With the advent of new technologies, there has been an increase in the number of data sources. Web server logs, machine log files, user activity on social media, recording a user’s clicks on the website and many other data sources have caused an exponential growth of data. Individually this content may not be very large, but when taken across billions of users, it produces terabytes or petabytes of data. For example, Facebook is collecting 500 terabytes(TB) of data everyday with more than 950 million users. Such a massive amount of data which is not only structured but also unstructured and semi-structured is considered under the roof known as Big Data.
Big data is of more importance today, because in past we collected a lot of data and built models to predict the future, called forecasting, but now we collect data and build models to predict what is happening now, called nowcasting. So a phenomenal amount of data is collected, but only a tiny amount is ever analysed. The term Data Science means deriving knowledge from big data, efficiently and intelligently.
The common tasks involved in data science are :
- Dig data to find useful data to analyse
- Clean and prepare that data
- Define a model
- Evaluate the model
- Repeat until we get statistically good results, and hence a good model
- Use this model for large scale data processing
MapReduce, the parallel data processing paradigm, greatly simplified the analysis of big data using large clusters of commodity hardware. But as big data got bigger, people wanted to mainly perform 2 types of tasks over it –
- More complex, multi-stage applications, like the iterative machine learning and graph algorithms
- More interactive ad-hoc queries
Map-Reduce is not good at either of them because they both need efficient mechanisms to share data between the multiple map-reduce stages. In map-reduce, the only way to share data across different stages is the distributed data storage which is very slow as it involves disk operations and data replication across the cluster. So in map-reduce, each step that we perform passes through the disk. The mappers reads data from the disk, processes it, and writes it back to the disk before shuffle operation. This data is then replicated across the cluster in order to provide fault tolerance. The reducers then read this data from the disk, processes it and writes it back to the disk. For iterative jobs, multiple map-reduce operations needs to be performed sequentially, which involves a very high disk I/O and high latency making them too slow. Similarly, for interactive queries, data is read from the disk each time the query is executed.
Apache Spark is an open source big data processing framework built to overcome the limitations from the traditional map-reduce solution. The main idea behind Spark is to provide a memory abstraction which allows us to efficiently share data across the different stages of a map-reduce job or provide in-memory data sharing.
At a high level, every Spark application consists of a driver program that runs the user’s
main function and executes various parallel operations on the worker or processing nodes of the cluster. The main memory abstraction that spark provides is of a Resilient distributed dataset (RDD), which is a collection of elements partitioned across the nodes of the cluster that can be operated on in parallel. RDDs can be created from a file in the file system, or an existing collection in the driver program, and transforming it.
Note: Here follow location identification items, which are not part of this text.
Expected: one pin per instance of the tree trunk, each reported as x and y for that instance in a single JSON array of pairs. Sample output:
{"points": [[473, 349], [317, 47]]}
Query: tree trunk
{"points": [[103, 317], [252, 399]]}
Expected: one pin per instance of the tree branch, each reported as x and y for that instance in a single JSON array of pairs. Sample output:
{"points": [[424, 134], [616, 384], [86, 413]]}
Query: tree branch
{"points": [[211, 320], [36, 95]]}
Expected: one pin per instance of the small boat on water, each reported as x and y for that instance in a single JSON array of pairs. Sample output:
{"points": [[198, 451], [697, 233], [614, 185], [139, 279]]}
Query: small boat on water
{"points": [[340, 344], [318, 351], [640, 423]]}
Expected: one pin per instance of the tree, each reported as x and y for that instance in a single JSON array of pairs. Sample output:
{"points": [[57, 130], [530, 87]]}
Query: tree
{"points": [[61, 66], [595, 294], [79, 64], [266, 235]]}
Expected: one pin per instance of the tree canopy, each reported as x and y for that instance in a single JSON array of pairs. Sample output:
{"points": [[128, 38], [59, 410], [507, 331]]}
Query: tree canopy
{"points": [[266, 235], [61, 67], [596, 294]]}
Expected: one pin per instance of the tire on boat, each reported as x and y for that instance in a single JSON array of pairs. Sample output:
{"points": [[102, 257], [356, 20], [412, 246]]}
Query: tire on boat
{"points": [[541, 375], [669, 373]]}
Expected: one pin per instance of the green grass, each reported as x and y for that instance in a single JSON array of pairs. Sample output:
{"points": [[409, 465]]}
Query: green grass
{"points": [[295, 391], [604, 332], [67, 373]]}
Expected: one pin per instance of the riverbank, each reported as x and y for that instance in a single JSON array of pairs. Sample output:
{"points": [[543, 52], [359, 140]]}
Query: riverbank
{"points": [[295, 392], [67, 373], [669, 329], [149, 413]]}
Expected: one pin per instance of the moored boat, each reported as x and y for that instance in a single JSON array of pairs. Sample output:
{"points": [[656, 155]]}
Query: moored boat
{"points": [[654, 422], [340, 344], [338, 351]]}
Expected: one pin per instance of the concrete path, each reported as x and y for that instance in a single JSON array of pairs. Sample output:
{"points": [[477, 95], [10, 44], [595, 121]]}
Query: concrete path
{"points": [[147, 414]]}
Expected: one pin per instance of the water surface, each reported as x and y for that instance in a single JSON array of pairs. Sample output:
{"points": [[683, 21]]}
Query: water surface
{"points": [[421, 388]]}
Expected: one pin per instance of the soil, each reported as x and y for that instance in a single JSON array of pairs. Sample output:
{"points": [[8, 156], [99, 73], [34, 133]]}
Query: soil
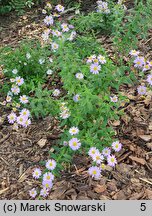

So as the name suggests, the data from a file in the file system or from an existing collection in the driver program that forms a RDD is partitioned and distributed across the worker or processing nodes in the cluster, thereby forming a distributed dataset.
The important point to remember is that RDDs are immutable distributed datasets across the cluster and are generated using the coarse grained operations i.e operations applied to the entire dataset at once. We can persist an RDD in-memory, allowing it to be reused efficiently across parallel operations or different stages of a map-reduce job. So the reason why spark works so well for iterative machine learning algorithms and interactive queries is that, instead of sharing data across different stages of the job by writing it to the disk (which involves disk I/O and replication across nodes) it caches the data to be shared in-memory which allows faster access to the same data.
For fault tolerance, spark automatically records how the RDD is created i.e the series of transformations applied to the base RDD to form a new RDD. So when the data is lost, it reapplies the steps from transformations graph to rebuilt the RDD or lost data. Generally, only a piece of data is lost when a machine fails, and so RDD tracks the transformations at machine level and recomputes only the required operations or a part of transformations on the previous data to perform recovery.
Apache Spark takes map-reduce to the next level with it’s capabilities like in-memory data storage and near real-time data processing. In addition to the core APIs, spark has additional libraries integrated into it to support a variety of data analysis and machine learning algorithms.
1) GraphX – Graph computation engine which supports complex graph processing algorithms efficiently and with improved performance. PageRank Algorithm – a popular graph processing algorithm outperforms in apache spark environment over map-reduce.
2) MLLib – Machine learning library built on the top of spark and supports many complex machine learning algorithms which runs 100x faster than map-reduce.
3) Spark Streaming – Supports analytical and interactive applications built on live streaming data.
4) Shark (SQL) – Used for querying structured data. Spark SQL allows the users to ETL their data from its current format (like JSON, Parquet, a Database), transform it, and expose it for ad-hoc querying.
This was a brief overview of Apache Spark, in future articles, we will dive deep into its concepts and programming model.